Politicians and used car salesmen the world over have used the bait and switch tactic employed by Pope Benedict during his UK visit. It was easy to talk over the faithful masses because they didn’t want to think about how priests raped countless children or how Benedict helped to cover any of it up and has since offered nothing more than polite contrition. Let’s see how many words about something else will make you forget.
In his article about Benedict’s Edinburgh address, the Guardian‘s Andrew Brown appears to have left behind his ability to add two and two. Instead of four, his answer was something akin to “banana.” Brown insisted the Pope didn’t mean “us,” or even one of the UK’s most vocal atheists, Richard Dawkins, when he saddled atheism’s horse with Hitler’s actions. Who then did he mean?
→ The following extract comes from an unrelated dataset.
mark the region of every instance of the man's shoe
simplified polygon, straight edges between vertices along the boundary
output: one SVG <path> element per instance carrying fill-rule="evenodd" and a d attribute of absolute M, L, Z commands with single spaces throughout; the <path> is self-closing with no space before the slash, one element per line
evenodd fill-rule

Benedict said, “Even in our own lifetime, we can recall how Britain and her leaders stood against a Nazi tyranny that wished to eradicate God from society and denied our common humanity to many, especially the Jews, who were thought unfit to live.”
That sounded Nazi-exclusive enough until he went on to say, “As we reflect on the sobering lessons of the atheist extremism of the twentieth century, let us never forget how the exclusion of God, religion and virtue from public life leads ultimately to a truncated vision of man and of society and thus to a reductive vision of the person and his destiny.”
Much religious speech has bombarded the world with the insistence that Muslim terrorists do not the nation of Islam define and those who murder in the name of God are not the poster children for Christianity. But the second a religious leader can’t create enough distance between himself and the atrocities of proclaimed followers, he invokes the most tired war cry of all: They must have been atheists!
Benedict didn’t just equate Hitler’s actions with atheism. He drew an unholy line between those who executed millions and those who don’t need a higher power to keep them from killing anyone.
That said, have you forgotten about the Pope’s contribution to and responsibility for the priests who raped countless children? So did the many who heard him speak.
Benedict has drawn no line of terror between Catholicism and those who, just like the Nazis, used their positions victimize the innocent. He has not publicly accused a single priest of being an atheist. And his focus on past atrocities committed by others does purposefully come at the expense of those who, in part because of Benedict himself, are suffering right now.
Take another look at his words: “…let us never forget how the exclusion of God, religion and virtue from public life leads ultimately to a truncated vision of man and of society and thus to a reductive vision of the person and his destiny.” Benedict could just as easily have said this about those within his flock who have violated the humanity of children, but he didn’t.